Das Mutterhaus hatte seinen Sitz in Berlin-Kreuzberg, erwarb dann ein Baugelände im heutigen Ortsteil Berlin-Wedding und beauftragte die Architekten Ernst Schwartzkopff und Heinrich Theising mit der Errichtung eines entsprechenden Gebäudekomplexes. Die in mehreren Etappen fertiggestellten Bauten bestehen aus einem langgestreckten repräsentativen Diakonissenmutterhaus, einer Kapelle, einem Krankenhaus mit Isolierstation und mehreren Wohnhäusern. Die Stiftung wurde bei ihrer Gründung bereits nach dem Kirchenliederdichter Paul Gerhardt benannt. Die Gesamtanlage steht als Ensemble unter Denkmalschutz.[1]

Siegelmarke

Das Diakonissenmutterhaus

Das Diakonissenmutterhaus („Mutterhaus Kaiserswerther Ordnung“)[2] diente zur Ausbildung von christlichen Krankenschwestern, später auch von Hortnerinnen (Erzieherinnen) und Hauswirtschaftskräften. Die Auszubildenden und die mit einem Abschluss versehenen Schwestern wohnten in diesem Gebäude. Sie arbeiteten mit Krankenhäusern zusammen, betreuten darüber hinaus rund vierzig Kindertagesstätten und unterstützten die dortigen Gemeindeschwestern in der Stadt Berlin bzw. in den umgebenden Dörfern.

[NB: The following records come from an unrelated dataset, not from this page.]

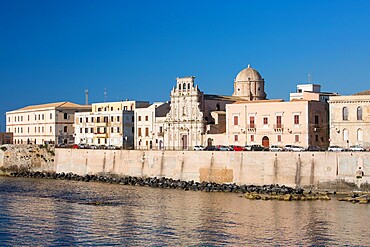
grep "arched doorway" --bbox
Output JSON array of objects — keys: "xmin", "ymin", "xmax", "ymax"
[{"xmin": 262, "ymin": 136, "xmax": 270, "ymax": 148}]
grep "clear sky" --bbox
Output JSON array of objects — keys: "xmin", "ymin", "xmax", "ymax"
[{"xmin": 0, "ymin": 0, "xmax": 370, "ymax": 131}]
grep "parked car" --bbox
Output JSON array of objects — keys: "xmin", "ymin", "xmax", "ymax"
[
  {"xmin": 217, "ymin": 145, "xmax": 231, "ymax": 151},
  {"xmin": 251, "ymin": 144, "xmax": 265, "ymax": 151},
  {"xmin": 283, "ymin": 144, "xmax": 293, "ymax": 151},
  {"xmin": 193, "ymin": 145, "xmax": 205, "ymax": 151},
  {"xmin": 89, "ymin": 144, "xmax": 98, "ymax": 149},
  {"xmin": 244, "ymin": 145, "xmax": 252, "ymax": 151},
  {"xmin": 307, "ymin": 146, "xmax": 324, "ymax": 152},
  {"xmin": 349, "ymin": 145, "xmax": 366, "ymax": 152},
  {"xmin": 78, "ymin": 143, "xmax": 89, "ymax": 149},
  {"xmin": 233, "ymin": 146, "xmax": 246, "ymax": 151},
  {"xmin": 204, "ymin": 146, "xmax": 219, "ymax": 151},
  {"xmin": 107, "ymin": 145, "xmax": 117, "ymax": 150},
  {"xmin": 328, "ymin": 146, "xmax": 344, "ymax": 152},
  {"xmin": 269, "ymin": 145, "xmax": 283, "ymax": 152},
  {"xmin": 290, "ymin": 145, "xmax": 306, "ymax": 152}
]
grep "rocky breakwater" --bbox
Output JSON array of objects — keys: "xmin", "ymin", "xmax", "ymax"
[
  {"xmin": 10, "ymin": 171, "xmax": 303, "ymax": 195},
  {"xmin": 0, "ymin": 145, "xmax": 55, "ymax": 175}
]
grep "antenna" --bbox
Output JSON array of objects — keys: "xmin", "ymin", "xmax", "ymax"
[
  {"xmin": 307, "ymin": 74, "xmax": 312, "ymax": 83},
  {"xmin": 85, "ymin": 89, "xmax": 89, "ymax": 105}
]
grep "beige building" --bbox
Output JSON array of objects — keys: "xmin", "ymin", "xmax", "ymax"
[
  {"xmin": 6, "ymin": 102, "xmax": 91, "ymax": 144},
  {"xmin": 164, "ymin": 76, "xmax": 235, "ymax": 150},
  {"xmin": 329, "ymin": 90, "xmax": 370, "ymax": 148},
  {"xmin": 74, "ymin": 101, "xmax": 149, "ymax": 149},
  {"xmin": 0, "ymin": 132, "xmax": 13, "ymax": 145},
  {"xmin": 134, "ymin": 102, "xmax": 170, "ymax": 150},
  {"xmin": 225, "ymin": 100, "xmax": 328, "ymax": 147}
]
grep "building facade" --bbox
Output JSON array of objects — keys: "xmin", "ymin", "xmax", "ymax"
[
  {"xmin": 0, "ymin": 132, "xmax": 13, "ymax": 145},
  {"xmin": 164, "ymin": 76, "xmax": 235, "ymax": 150},
  {"xmin": 135, "ymin": 102, "xmax": 170, "ymax": 150},
  {"xmin": 225, "ymin": 100, "xmax": 329, "ymax": 148},
  {"xmin": 74, "ymin": 101, "xmax": 149, "ymax": 149},
  {"xmin": 6, "ymin": 102, "xmax": 91, "ymax": 144},
  {"xmin": 329, "ymin": 90, "xmax": 370, "ymax": 148}
]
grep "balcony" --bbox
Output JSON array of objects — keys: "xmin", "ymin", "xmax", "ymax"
[{"xmin": 274, "ymin": 124, "xmax": 284, "ymax": 133}]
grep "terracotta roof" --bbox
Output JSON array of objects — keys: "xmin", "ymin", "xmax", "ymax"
[
  {"xmin": 354, "ymin": 90, "xmax": 370, "ymax": 95},
  {"xmin": 16, "ymin": 101, "xmax": 91, "ymax": 111}
]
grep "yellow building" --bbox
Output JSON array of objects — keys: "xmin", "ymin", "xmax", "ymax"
[{"xmin": 6, "ymin": 101, "xmax": 91, "ymax": 144}]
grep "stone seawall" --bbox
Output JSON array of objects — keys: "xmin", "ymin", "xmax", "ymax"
[
  {"xmin": 0, "ymin": 145, "xmax": 55, "ymax": 174},
  {"xmin": 55, "ymin": 149, "xmax": 370, "ymax": 188}
]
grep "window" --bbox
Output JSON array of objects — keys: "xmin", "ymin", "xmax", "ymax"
[
  {"xmin": 234, "ymin": 135, "xmax": 239, "ymax": 142},
  {"xmin": 276, "ymin": 116, "xmax": 281, "ymax": 128},
  {"xmin": 145, "ymin": 128, "xmax": 149, "ymax": 136},
  {"xmin": 294, "ymin": 135, "xmax": 299, "ymax": 142},
  {"xmin": 343, "ymin": 129, "xmax": 348, "ymax": 141},
  {"xmin": 234, "ymin": 116, "xmax": 239, "ymax": 125},
  {"xmin": 276, "ymin": 135, "xmax": 281, "ymax": 142},
  {"xmin": 357, "ymin": 106, "xmax": 362, "ymax": 120},
  {"xmin": 342, "ymin": 107, "xmax": 348, "ymax": 121},
  {"xmin": 263, "ymin": 117, "xmax": 269, "ymax": 125},
  {"xmin": 249, "ymin": 116, "xmax": 254, "ymax": 128},
  {"xmin": 357, "ymin": 129, "xmax": 364, "ymax": 142},
  {"xmin": 294, "ymin": 115, "xmax": 299, "ymax": 124},
  {"xmin": 315, "ymin": 115, "xmax": 320, "ymax": 124}
]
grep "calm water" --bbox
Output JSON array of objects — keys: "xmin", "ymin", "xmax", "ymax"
[{"xmin": 0, "ymin": 177, "xmax": 370, "ymax": 246}]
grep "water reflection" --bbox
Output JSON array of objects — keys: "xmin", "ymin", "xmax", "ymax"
[{"xmin": 0, "ymin": 177, "xmax": 370, "ymax": 246}]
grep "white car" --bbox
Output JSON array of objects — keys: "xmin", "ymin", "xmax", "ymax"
[
  {"xmin": 193, "ymin": 145, "xmax": 204, "ymax": 151},
  {"xmin": 349, "ymin": 145, "xmax": 365, "ymax": 152},
  {"xmin": 269, "ymin": 145, "xmax": 283, "ymax": 152},
  {"xmin": 328, "ymin": 146, "xmax": 344, "ymax": 152}
]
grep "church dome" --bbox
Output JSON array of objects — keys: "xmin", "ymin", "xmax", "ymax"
[{"xmin": 235, "ymin": 64, "xmax": 263, "ymax": 81}]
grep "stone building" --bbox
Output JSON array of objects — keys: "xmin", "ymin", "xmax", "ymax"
[
  {"xmin": 233, "ymin": 65, "xmax": 266, "ymax": 100},
  {"xmin": 6, "ymin": 101, "xmax": 91, "ymax": 144},
  {"xmin": 75, "ymin": 100, "xmax": 149, "ymax": 149},
  {"xmin": 329, "ymin": 90, "xmax": 370, "ymax": 148},
  {"xmin": 0, "ymin": 132, "xmax": 13, "ymax": 145},
  {"xmin": 226, "ymin": 99, "xmax": 329, "ymax": 148},
  {"xmin": 134, "ymin": 102, "xmax": 170, "ymax": 150},
  {"xmin": 164, "ymin": 76, "xmax": 235, "ymax": 150}
]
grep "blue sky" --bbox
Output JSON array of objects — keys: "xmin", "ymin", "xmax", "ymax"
[{"xmin": 0, "ymin": 0, "xmax": 370, "ymax": 131}]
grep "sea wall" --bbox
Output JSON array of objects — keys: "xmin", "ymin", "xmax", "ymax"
[
  {"xmin": 55, "ymin": 149, "xmax": 370, "ymax": 187},
  {"xmin": 0, "ymin": 145, "xmax": 56, "ymax": 174}
]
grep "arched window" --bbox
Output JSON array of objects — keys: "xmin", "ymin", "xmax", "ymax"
[
  {"xmin": 342, "ymin": 107, "xmax": 348, "ymax": 120},
  {"xmin": 343, "ymin": 129, "xmax": 348, "ymax": 141},
  {"xmin": 357, "ymin": 106, "xmax": 362, "ymax": 120},
  {"xmin": 357, "ymin": 129, "xmax": 364, "ymax": 142}
]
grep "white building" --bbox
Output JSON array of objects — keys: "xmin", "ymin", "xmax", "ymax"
[
  {"xmin": 329, "ymin": 90, "xmax": 370, "ymax": 148},
  {"xmin": 6, "ymin": 102, "xmax": 91, "ymax": 144},
  {"xmin": 75, "ymin": 101, "xmax": 149, "ymax": 149},
  {"xmin": 135, "ymin": 102, "xmax": 170, "ymax": 150}
]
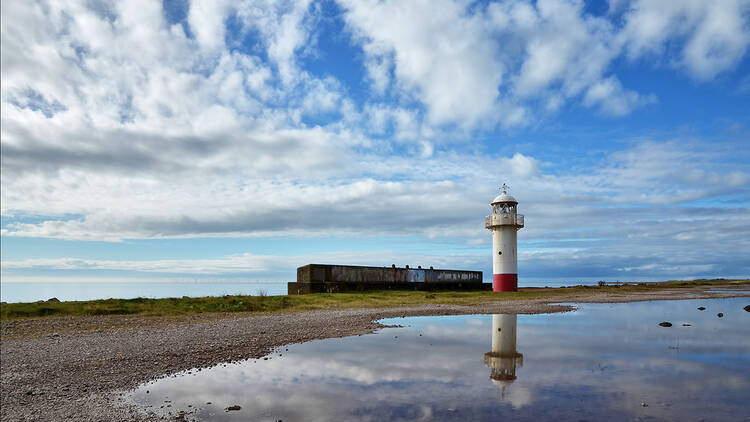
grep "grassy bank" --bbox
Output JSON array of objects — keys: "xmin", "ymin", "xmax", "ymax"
[{"xmin": 0, "ymin": 279, "xmax": 750, "ymax": 320}]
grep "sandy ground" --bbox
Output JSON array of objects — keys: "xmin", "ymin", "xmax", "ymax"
[{"xmin": 0, "ymin": 286, "xmax": 750, "ymax": 421}]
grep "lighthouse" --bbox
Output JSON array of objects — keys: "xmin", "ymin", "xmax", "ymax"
[
  {"xmin": 484, "ymin": 314, "xmax": 523, "ymax": 392},
  {"xmin": 484, "ymin": 183, "xmax": 523, "ymax": 292}
]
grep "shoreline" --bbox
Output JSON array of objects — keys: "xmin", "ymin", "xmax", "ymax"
[{"xmin": 0, "ymin": 284, "xmax": 750, "ymax": 421}]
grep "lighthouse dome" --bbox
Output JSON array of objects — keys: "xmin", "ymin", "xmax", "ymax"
[{"xmin": 490, "ymin": 192, "xmax": 518, "ymax": 205}]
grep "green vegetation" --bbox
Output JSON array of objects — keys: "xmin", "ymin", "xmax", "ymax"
[{"xmin": 0, "ymin": 279, "xmax": 750, "ymax": 320}]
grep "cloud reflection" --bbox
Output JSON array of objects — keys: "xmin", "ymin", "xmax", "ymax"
[{"xmin": 134, "ymin": 298, "xmax": 750, "ymax": 421}]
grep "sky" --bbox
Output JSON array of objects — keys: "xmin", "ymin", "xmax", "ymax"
[{"xmin": 0, "ymin": 0, "xmax": 750, "ymax": 286}]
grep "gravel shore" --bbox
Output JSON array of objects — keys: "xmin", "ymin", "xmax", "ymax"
[{"xmin": 0, "ymin": 286, "xmax": 750, "ymax": 421}]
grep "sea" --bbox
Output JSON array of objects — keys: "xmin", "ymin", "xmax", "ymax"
[{"xmin": 0, "ymin": 277, "xmax": 658, "ymax": 303}]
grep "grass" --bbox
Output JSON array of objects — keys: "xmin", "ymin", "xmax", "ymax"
[{"xmin": 0, "ymin": 279, "xmax": 750, "ymax": 320}]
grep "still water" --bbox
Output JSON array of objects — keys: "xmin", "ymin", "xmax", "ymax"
[
  {"xmin": 0, "ymin": 281, "xmax": 286, "ymax": 303},
  {"xmin": 131, "ymin": 297, "xmax": 750, "ymax": 422}
]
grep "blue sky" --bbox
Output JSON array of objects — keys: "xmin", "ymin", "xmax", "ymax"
[{"xmin": 0, "ymin": 0, "xmax": 750, "ymax": 285}]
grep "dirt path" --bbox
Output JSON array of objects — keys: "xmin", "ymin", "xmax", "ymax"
[{"xmin": 0, "ymin": 286, "xmax": 750, "ymax": 421}]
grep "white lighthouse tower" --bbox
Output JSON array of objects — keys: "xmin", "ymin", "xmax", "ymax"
[{"xmin": 484, "ymin": 183, "xmax": 523, "ymax": 292}]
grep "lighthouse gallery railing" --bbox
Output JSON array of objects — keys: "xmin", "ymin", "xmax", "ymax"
[{"xmin": 484, "ymin": 214, "xmax": 523, "ymax": 229}]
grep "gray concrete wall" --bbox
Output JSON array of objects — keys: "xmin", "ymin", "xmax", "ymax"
[{"xmin": 297, "ymin": 264, "xmax": 482, "ymax": 283}]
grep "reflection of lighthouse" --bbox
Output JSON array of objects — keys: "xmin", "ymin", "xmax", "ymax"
[
  {"xmin": 484, "ymin": 184, "xmax": 523, "ymax": 292},
  {"xmin": 484, "ymin": 314, "xmax": 523, "ymax": 391}
]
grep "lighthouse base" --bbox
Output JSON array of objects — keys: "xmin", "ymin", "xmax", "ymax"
[{"xmin": 492, "ymin": 274, "xmax": 518, "ymax": 292}]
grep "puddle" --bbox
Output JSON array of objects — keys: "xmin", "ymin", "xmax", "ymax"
[
  {"xmin": 131, "ymin": 298, "xmax": 750, "ymax": 422},
  {"xmin": 706, "ymin": 289, "xmax": 750, "ymax": 294}
]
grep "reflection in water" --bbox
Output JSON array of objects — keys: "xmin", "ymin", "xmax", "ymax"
[
  {"xmin": 484, "ymin": 314, "xmax": 523, "ymax": 396},
  {"xmin": 131, "ymin": 298, "xmax": 750, "ymax": 422}
]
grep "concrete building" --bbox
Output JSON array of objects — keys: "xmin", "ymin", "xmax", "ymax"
[
  {"xmin": 287, "ymin": 264, "xmax": 491, "ymax": 295},
  {"xmin": 484, "ymin": 184, "xmax": 523, "ymax": 292}
]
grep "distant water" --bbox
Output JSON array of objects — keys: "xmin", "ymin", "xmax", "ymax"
[
  {"xmin": 0, "ymin": 277, "xmax": 700, "ymax": 303},
  {"xmin": 129, "ymin": 297, "xmax": 750, "ymax": 422},
  {"xmin": 0, "ymin": 282, "xmax": 287, "ymax": 303}
]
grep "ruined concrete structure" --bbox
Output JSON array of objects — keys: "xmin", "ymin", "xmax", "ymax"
[{"xmin": 288, "ymin": 264, "xmax": 491, "ymax": 294}]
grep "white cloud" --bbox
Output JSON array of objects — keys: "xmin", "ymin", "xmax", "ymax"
[
  {"xmin": 0, "ymin": 0, "xmax": 750, "ymax": 282},
  {"xmin": 342, "ymin": 1, "xmax": 504, "ymax": 127},
  {"xmin": 620, "ymin": 0, "xmax": 750, "ymax": 80}
]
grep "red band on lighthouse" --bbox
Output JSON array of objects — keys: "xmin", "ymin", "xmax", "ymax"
[{"xmin": 492, "ymin": 274, "xmax": 518, "ymax": 292}]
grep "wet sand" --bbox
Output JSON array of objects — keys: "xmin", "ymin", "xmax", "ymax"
[{"xmin": 0, "ymin": 285, "xmax": 750, "ymax": 421}]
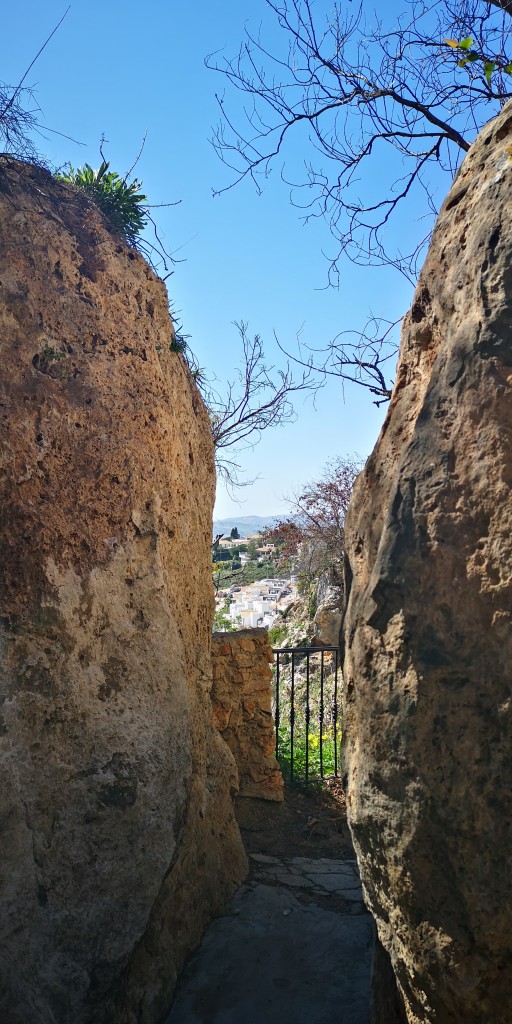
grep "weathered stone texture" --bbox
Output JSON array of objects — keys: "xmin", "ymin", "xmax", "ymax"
[
  {"xmin": 0, "ymin": 158, "xmax": 246, "ymax": 1024},
  {"xmin": 212, "ymin": 629, "xmax": 284, "ymax": 800},
  {"xmin": 344, "ymin": 104, "xmax": 512, "ymax": 1024}
]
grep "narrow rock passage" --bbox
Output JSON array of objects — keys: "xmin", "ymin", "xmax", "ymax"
[{"xmin": 166, "ymin": 790, "xmax": 373, "ymax": 1024}]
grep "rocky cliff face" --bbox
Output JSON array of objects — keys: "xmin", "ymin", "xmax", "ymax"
[
  {"xmin": 345, "ymin": 104, "xmax": 512, "ymax": 1024},
  {"xmin": 0, "ymin": 158, "xmax": 246, "ymax": 1024}
]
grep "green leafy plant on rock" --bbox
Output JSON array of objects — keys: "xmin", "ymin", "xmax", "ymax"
[{"xmin": 56, "ymin": 160, "xmax": 148, "ymax": 247}]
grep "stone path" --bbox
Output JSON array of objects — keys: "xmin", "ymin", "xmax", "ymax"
[{"xmin": 165, "ymin": 853, "xmax": 373, "ymax": 1024}]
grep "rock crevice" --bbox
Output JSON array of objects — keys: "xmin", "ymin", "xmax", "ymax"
[{"xmin": 0, "ymin": 158, "xmax": 246, "ymax": 1024}]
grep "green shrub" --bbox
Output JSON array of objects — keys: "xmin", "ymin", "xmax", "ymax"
[{"xmin": 56, "ymin": 160, "xmax": 147, "ymax": 246}]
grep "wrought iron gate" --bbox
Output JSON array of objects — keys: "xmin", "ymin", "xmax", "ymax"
[{"xmin": 273, "ymin": 647, "xmax": 341, "ymax": 784}]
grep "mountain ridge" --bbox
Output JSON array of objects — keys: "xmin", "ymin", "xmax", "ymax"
[{"xmin": 213, "ymin": 515, "xmax": 283, "ymax": 537}]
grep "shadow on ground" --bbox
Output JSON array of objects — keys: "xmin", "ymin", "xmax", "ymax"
[{"xmin": 166, "ymin": 790, "xmax": 373, "ymax": 1024}]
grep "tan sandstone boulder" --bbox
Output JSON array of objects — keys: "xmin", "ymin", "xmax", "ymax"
[
  {"xmin": 344, "ymin": 104, "xmax": 512, "ymax": 1024},
  {"xmin": 0, "ymin": 158, "xmax": 246, "ymax": 1024}
]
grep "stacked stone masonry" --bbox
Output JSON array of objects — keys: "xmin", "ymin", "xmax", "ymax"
[{"xmin": 212, "ymin": 629, "xmax": 284, "ymax": 800}]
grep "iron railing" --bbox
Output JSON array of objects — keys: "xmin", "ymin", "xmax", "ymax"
[{"xmin": 273, "ymin": 647, "xmax": 341, "ymax": 785}]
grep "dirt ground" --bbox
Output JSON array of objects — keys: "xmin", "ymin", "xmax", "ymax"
[{"xmin": 237, "ymin": 780, "xmax": 353, "ymax": 859}]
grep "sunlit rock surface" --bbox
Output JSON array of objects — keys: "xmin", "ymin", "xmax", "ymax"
[
  {"xmin": 0, "ymin": 159, "xmax": 246, "ymax": 1024},
  {"xmin": 344, "ymin": 104, "xmax": 512, "ymax": 1024}
]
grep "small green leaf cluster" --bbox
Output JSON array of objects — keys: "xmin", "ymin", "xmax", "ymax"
[
  {"xmin": 444, "ymin": 36, "xmax": 512, "ymax": 85},
  {"xmin": 56, "ymin": 160, "xmax": 147, "ymax": 246}
]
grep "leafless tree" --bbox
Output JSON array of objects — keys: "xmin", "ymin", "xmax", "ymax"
[
  {"xmin": 202, "ymin": 323, "xmax": 318, "ymax": 485},
  {"xmin": 207, "ymin": 0, "xmax": 512, "ymax": 400},
  {"xmin": 0, "ymin": 7, "xmax": 70, "ymax": 163}
]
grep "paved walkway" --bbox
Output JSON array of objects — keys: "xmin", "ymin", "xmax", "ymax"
[{"xmin": 166, "ymin": 853, "xmax": 373, "ymax": 1024}]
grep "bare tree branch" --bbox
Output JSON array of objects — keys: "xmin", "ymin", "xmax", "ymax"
[
  {"xmin": 206, "ymin": 0, "xmax": 512, "ymax": 400},
  {"xmin": 198, "ymin": 323, "xmax": 318, "ymax": 486}
]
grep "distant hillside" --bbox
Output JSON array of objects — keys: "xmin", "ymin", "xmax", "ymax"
[{"xmin": 213, "ymin": 515, "xmax": 280, "ymax": 537}]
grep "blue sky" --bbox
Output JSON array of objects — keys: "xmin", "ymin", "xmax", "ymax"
[{"xmin": 0, "ymin": 0, "xmax": 444, "ymax": 517}]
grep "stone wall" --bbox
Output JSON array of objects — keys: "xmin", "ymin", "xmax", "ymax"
[
  {"xmin": 344, "ymin": 103, "xmax": 512, "ymax": 1024},
  {"xmin": 212, "ymin": 629, "xmax": 284, "ymax": 800},
  {"xmin": 0, "ymin": 158, "xmax": 247, "ymax": 1024}
]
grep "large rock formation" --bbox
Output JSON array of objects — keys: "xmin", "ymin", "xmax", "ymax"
[
  {"xmin": 0, "ymin": 158, "xmax": 246, "ymax": 1024},
  {"xmin": 345, "ymin": 104, "xmax": 512, "ymax": 1024}
]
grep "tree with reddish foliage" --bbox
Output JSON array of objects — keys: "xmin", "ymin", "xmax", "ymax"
[{"xmin": 264, "ymin": 457, "xmax": 361, "ymax": 585}]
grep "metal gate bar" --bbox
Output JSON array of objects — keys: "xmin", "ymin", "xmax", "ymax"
[{"xmin": 273, "ymin": 647, "xmax": 340, "ymax": 784}]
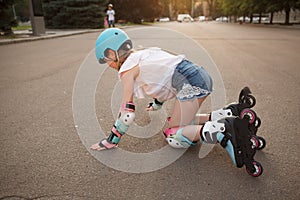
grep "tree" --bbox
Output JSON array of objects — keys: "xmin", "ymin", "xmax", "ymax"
[
  {"xmin": 43, "ymin": 0, "xmax": 106, "ymax": 28},
  {"xmin": 0, "ymin": 0, "xmax": 18, "ymax": 35},
  {"xmin": 110, "ymin": 0, "xmax": 162, "ymax": 23}
]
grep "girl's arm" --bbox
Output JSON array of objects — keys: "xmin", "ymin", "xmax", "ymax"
[{"xmin": 91, "ymin": 66, "xmax": 139, "ymax": 150}]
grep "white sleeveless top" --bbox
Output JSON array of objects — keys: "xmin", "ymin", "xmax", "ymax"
[{"xmin": 119, "ymin": 47, "xmax": 184, "ymax": 101}]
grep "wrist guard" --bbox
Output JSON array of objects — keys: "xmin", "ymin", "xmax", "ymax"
[{"xmin": 148, "ymin": 98, "xmax": 164, "ymax": 110}]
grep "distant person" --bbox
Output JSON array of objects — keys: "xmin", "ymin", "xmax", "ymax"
[{"xmin": 106, "ymin": 4, "xmax": 116, "ymax": 28}]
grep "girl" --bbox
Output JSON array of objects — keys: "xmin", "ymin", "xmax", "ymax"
[{"xmin": 91, "ymin": 28, "xmax": 228, "ymax": 150}]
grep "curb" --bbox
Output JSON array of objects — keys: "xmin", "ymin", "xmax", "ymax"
[{"xmin": 0, "ymin": 29, "xmax": 103, "ymax": 45}]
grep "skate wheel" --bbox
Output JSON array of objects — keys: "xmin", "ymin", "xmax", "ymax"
[
  {"xmin": 246, "ymin": 161, "xmax": 263, "ymax": 177},
  {"xmin": 254, "ymin": 117, "xmax": 261, "ymax": 129},
  {"xmin": 240, "ymin": 94, "xmax": 256, "ymax": 108},
  {"xmin": 256, "ymin": 136, "xmax": 267, "ymax": 150},
  {"xmin": 250, "ymin": 135, "xmax": 260, "ymax": 149},
  {"xmin": 240, "ymin": 108, "xmax": 256, "ymax": 124}
]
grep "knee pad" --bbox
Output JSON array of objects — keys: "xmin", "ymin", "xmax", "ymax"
[
  {"xmin": 107, "ymin": 102, "xmax": 135, "ymax": 144},
  {"xmin": 166, "ymin": 127, "xmax": 197, "ymax": 148},
  {"xmin": 210, "ymin": 108, "xmax": 232, "ymax": 121},
  {"xmin": 118, "ymin": 102, "xmax": 135, "ymax": 126}
]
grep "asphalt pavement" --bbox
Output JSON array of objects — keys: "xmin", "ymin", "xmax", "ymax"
[{"xmin": 0, "ymin": 22, "xmax": 300, "ymax": 200}]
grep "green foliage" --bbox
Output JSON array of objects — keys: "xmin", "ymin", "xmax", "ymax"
[
  {"xmin": 217, "ymin": 0, "xmax": 300, "ymax": 24},
  {"xmin": 110, "ymin": 0, "xmax": 161, "ymax": 23},
  {"xmin": 43, "ymin": 0, "xmax": 106, "ymax": 28}
]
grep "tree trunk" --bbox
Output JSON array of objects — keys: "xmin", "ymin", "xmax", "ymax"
[
  {"xmin": 284, "ymin": 5, "xmax": 291, "ymax": 24},
  {"xmin": 270, "ymin": 12, "xmax": 274, "ymax": 24}
]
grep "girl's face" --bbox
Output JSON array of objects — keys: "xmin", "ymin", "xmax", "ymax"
[{"xmin": 106, "ymin": 49, "xmax": 119, "ymax": 71}]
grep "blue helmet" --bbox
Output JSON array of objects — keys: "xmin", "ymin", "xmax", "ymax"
[{"xmin": 95, "ymin": 28, "xmax": 132, "ymax": 64}]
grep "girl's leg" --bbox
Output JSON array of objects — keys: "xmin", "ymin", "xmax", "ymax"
[{"xmin": 169, "ymin": 97, "xmax": 208, "ymax": 141}]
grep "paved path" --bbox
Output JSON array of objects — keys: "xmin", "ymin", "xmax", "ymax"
[{"xmin": 0, "ymin": 23, "xmax": 300, "ymax": 200}]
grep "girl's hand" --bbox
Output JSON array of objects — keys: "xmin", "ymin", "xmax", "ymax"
[
  {"xmin": 146, "ymin": 106, "xmax": 154, "ymax": 111},
  {"xmin": 90, "ymin": 139, "xmax": 117, "ymax": 151}
]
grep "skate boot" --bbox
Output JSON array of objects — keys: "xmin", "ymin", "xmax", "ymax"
[
  {"xmin": 200, "ymin": 117, "xmax": 263, "ymax": 177},
  {"xmin": 210, "ymin": 87, "xmax": 257, "ymax": 124},
  {"xmin": 210, "ymin": 87, "xmax": 266, "ymax": 150}
]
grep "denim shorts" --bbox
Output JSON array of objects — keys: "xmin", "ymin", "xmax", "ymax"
[{"xmin": 172, "ymin": 60, "xmax": 213, "ymax": 101}]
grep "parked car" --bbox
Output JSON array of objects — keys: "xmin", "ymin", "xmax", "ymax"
[
  {"xmin": 216, "ymin": 17, "xmax": 228, "ymax": 22},
  {"xmin": 177, "ymin": 14, "xmax": 194, "ymax": 22},
  {"xmin": 198, "ymin": 16, "xmax": 206, "ymax": 22},
  {"xmin": 158, "ymin": 17, "xmax": 170, "ymax": 22},
  {"xmin": 237, "ymin": 17, "xmax": 250, "ymax": 22}
]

Die Ausbildung von Krankenschwestern konnte hier in der Müllerstraße ab 1888 beginnen, als das Mutterhaus in einer ersten Bauetappe fertiggestellt und unter dem Protektorat der Kaiserin Auguste Viktoria eingeweiht worden war. Das Geld für den Ankauf des Baugeländes und die Errichtung der Gebäude kam überwiegend aus privaten Spenden, auf einer Bronzetafel in der Toreinfahrt wird besonders ein Hermann Silka als Förderer hervorgehoben. Das Kuratorium der Stiftung hatte die bereits bekannte Architektensozietät Ernst Schwartzkopff & Heinrich Theising mit Entwürfen beauftragt, die dann auf dem Grundstück in mehreren Bauabschnitten umgesetzt wurden. Die Baumeister wählten einen damals üblichen Baustil in Anlehnung an die märkische Backsteingotik. Das symmetrische Haupthaus mit einem schiefergedeckten Satteldach erstreckte sich parallel zur Müllerstraße.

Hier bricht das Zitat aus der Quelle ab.